本庄東中学校の建て替えに伴い、平成24年7月から今年 3月まで、新しく校舎が建てられる予定場所の文化財発掘調査が行われました。その結果、古代の遺跡から出土した遺物の中に大きな発見がありました。
薬師堂東(やくしどうひがし)遺跡と命名されたこの 遺跡からは、古墳時代から奈良、平安時代にかけての約 300軒の竪穴式住居跡が発掘されました。そして中からは土師器(はじき)や須恵器(すえき)と呼ばれる土器のほかに、古代人の装飾品であった直径3~5セミリメートルのガラス 小玉を製作するための鋳型の「完形品」(完全な形のもの) が出土したのです(写真参照:直径14センチメートル、厚さ1センチメートル、型穴数161孔)。
実はこの「ガラス小玉鋳型(こだまいがた)」完形品 の出土は日本初であり、しかも破片も含めた出土点数は、 一遺跡の出土数としてはこれまでの最多である23点(大阪府柏原市舟橋遺跡出土)をはるかに上回る110点です。 これは考古学上大きな発見であることに間違いなく、今後、 専門機関でより詳しい分析を行っていただく予定です。
ガラス小玉鋳型は、穴にあらかじめ細い棒を立て、そこにガラス粉を入れて鋳型ごと焼くことで、ガラス粉が溶け、 穴の開いたガラス小玉が出来上がるという仕組みです。 穴には紐を通し、首飾りなどとして使われたようです。 当時ガラス玉の装飾品は、単なるおしゃれというより魔よけや、霊的パワーの源のような意味があったのだと言われております。

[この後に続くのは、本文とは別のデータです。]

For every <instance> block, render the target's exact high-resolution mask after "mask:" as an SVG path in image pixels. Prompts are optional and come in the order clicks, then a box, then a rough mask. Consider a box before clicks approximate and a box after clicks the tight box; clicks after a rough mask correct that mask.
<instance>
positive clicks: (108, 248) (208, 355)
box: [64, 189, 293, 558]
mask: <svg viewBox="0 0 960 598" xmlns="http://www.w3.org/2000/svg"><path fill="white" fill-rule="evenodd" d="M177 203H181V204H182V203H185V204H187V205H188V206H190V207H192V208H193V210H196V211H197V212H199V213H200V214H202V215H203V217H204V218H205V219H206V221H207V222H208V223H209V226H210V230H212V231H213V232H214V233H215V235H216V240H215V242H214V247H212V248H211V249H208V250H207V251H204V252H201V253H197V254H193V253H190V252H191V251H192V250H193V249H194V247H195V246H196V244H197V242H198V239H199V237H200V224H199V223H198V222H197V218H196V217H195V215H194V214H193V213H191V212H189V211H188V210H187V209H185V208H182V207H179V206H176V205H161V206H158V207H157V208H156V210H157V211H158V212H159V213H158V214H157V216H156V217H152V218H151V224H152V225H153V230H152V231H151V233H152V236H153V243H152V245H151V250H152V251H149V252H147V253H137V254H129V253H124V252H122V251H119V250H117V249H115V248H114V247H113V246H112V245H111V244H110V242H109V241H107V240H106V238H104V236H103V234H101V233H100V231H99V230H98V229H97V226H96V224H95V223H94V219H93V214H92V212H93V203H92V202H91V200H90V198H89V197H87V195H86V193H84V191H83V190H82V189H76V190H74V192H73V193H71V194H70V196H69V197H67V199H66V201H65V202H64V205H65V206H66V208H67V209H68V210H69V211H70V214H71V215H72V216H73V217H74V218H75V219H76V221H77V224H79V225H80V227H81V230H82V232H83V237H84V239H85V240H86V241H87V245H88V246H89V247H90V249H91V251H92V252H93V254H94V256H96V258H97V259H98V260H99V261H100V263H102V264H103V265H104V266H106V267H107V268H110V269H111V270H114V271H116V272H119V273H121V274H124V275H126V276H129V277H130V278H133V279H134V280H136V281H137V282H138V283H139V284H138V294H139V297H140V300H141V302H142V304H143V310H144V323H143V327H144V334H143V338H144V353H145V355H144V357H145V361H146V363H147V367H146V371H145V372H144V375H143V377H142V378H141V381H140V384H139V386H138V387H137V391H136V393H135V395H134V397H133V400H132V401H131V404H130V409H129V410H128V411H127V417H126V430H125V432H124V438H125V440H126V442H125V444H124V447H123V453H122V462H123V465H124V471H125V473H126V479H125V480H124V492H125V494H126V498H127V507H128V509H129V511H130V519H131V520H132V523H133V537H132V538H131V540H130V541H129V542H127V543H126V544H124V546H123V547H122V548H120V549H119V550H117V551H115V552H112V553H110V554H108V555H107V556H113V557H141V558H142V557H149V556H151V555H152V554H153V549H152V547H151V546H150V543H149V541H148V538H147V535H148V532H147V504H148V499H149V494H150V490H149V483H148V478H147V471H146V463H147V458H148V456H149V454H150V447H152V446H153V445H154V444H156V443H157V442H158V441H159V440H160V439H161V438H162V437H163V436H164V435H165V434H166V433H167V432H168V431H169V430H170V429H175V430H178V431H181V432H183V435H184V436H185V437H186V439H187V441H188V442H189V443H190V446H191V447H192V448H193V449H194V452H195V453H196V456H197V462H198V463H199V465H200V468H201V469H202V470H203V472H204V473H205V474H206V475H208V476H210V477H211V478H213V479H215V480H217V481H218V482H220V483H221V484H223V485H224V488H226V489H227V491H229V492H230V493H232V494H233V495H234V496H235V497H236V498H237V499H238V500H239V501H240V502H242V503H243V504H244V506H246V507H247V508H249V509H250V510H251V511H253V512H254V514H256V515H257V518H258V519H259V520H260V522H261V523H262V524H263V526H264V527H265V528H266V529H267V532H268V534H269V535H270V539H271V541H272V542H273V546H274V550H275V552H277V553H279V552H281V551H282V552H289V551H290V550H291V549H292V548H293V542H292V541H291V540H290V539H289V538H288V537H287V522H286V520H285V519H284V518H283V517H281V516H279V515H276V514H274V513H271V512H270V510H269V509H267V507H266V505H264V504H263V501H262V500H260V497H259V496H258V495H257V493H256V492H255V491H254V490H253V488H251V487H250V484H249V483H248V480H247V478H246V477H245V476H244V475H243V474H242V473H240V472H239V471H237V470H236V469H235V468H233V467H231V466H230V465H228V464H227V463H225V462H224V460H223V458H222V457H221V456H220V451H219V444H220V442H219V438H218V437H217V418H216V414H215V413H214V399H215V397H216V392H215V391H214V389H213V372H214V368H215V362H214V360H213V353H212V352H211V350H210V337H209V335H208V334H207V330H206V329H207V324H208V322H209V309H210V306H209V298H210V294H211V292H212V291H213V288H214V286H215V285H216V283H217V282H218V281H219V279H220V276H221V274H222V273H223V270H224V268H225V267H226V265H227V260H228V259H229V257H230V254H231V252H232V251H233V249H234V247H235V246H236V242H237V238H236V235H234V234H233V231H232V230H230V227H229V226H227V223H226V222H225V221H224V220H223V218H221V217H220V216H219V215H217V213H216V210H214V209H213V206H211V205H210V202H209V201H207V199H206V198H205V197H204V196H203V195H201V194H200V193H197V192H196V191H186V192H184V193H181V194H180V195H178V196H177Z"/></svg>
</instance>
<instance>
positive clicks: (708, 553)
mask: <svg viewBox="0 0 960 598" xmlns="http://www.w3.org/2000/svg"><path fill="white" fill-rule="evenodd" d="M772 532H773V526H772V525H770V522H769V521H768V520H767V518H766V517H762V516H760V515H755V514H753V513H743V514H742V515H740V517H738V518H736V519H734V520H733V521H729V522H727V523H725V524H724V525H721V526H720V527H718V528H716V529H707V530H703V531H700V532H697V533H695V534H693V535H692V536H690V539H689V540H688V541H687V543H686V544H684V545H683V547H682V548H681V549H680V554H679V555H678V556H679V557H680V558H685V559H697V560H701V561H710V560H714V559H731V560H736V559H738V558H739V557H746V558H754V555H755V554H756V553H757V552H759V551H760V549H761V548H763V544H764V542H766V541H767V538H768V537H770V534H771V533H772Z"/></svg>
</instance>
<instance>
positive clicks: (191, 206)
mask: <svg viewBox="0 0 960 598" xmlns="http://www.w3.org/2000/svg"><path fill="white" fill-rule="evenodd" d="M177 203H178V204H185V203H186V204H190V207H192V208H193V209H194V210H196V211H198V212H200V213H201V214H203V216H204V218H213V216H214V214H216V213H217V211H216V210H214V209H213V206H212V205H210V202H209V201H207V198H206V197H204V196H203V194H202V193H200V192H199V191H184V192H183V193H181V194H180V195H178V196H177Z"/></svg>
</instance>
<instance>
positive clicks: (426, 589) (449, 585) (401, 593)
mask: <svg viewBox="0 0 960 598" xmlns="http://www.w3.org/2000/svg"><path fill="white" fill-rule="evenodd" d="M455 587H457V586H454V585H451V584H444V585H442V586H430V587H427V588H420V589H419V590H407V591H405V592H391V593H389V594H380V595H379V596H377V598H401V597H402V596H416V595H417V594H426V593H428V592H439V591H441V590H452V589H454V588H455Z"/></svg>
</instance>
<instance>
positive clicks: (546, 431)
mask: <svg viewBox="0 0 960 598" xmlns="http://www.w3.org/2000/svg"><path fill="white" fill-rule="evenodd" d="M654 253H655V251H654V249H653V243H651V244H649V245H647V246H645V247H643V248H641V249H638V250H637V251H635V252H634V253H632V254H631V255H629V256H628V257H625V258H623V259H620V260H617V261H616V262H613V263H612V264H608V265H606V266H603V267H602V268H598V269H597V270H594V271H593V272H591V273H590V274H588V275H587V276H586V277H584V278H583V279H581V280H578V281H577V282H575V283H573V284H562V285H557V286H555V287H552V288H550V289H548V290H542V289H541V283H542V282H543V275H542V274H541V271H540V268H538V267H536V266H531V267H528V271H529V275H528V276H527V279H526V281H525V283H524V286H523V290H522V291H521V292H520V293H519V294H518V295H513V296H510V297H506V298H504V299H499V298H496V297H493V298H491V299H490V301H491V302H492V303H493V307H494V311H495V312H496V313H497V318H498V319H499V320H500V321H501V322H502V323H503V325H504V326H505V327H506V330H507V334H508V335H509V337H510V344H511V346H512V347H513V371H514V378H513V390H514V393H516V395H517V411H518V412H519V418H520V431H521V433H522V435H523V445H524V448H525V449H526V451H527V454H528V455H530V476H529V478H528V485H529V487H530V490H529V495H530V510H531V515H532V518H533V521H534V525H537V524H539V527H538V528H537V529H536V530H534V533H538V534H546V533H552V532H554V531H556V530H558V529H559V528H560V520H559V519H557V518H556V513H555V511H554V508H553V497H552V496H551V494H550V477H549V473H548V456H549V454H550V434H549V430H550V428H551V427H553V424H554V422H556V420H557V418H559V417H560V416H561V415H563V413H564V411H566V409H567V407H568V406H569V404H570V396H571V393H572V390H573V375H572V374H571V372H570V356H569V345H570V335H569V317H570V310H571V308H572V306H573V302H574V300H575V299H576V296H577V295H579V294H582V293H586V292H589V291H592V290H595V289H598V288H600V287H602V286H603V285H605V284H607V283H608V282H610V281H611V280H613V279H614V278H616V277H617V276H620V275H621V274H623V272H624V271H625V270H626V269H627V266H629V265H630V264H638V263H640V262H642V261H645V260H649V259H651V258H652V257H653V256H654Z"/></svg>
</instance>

本庄市は、マスコットキャラクター「はにぽん」のモデル になった「笑う盾持ち人物埴輪」をはじめ、多くの遺跡や 発掘品を誇っています。今回また「ガラス小玉鋳型」の完形品の発見で、今度は古代のハイテク工場群の存在が確認された、 と言えるのではないでしょうか。この大地にはまだまだ我々の知らないロマンが眠っているようです。
これからの詳しい調査を、みんなでいっしょに楽しみに 待ちましょう。なお、今回発掘された一部資料については、 6月4日(火曜日)から歴史民俗資料館で公開します。どうぞご覧ください。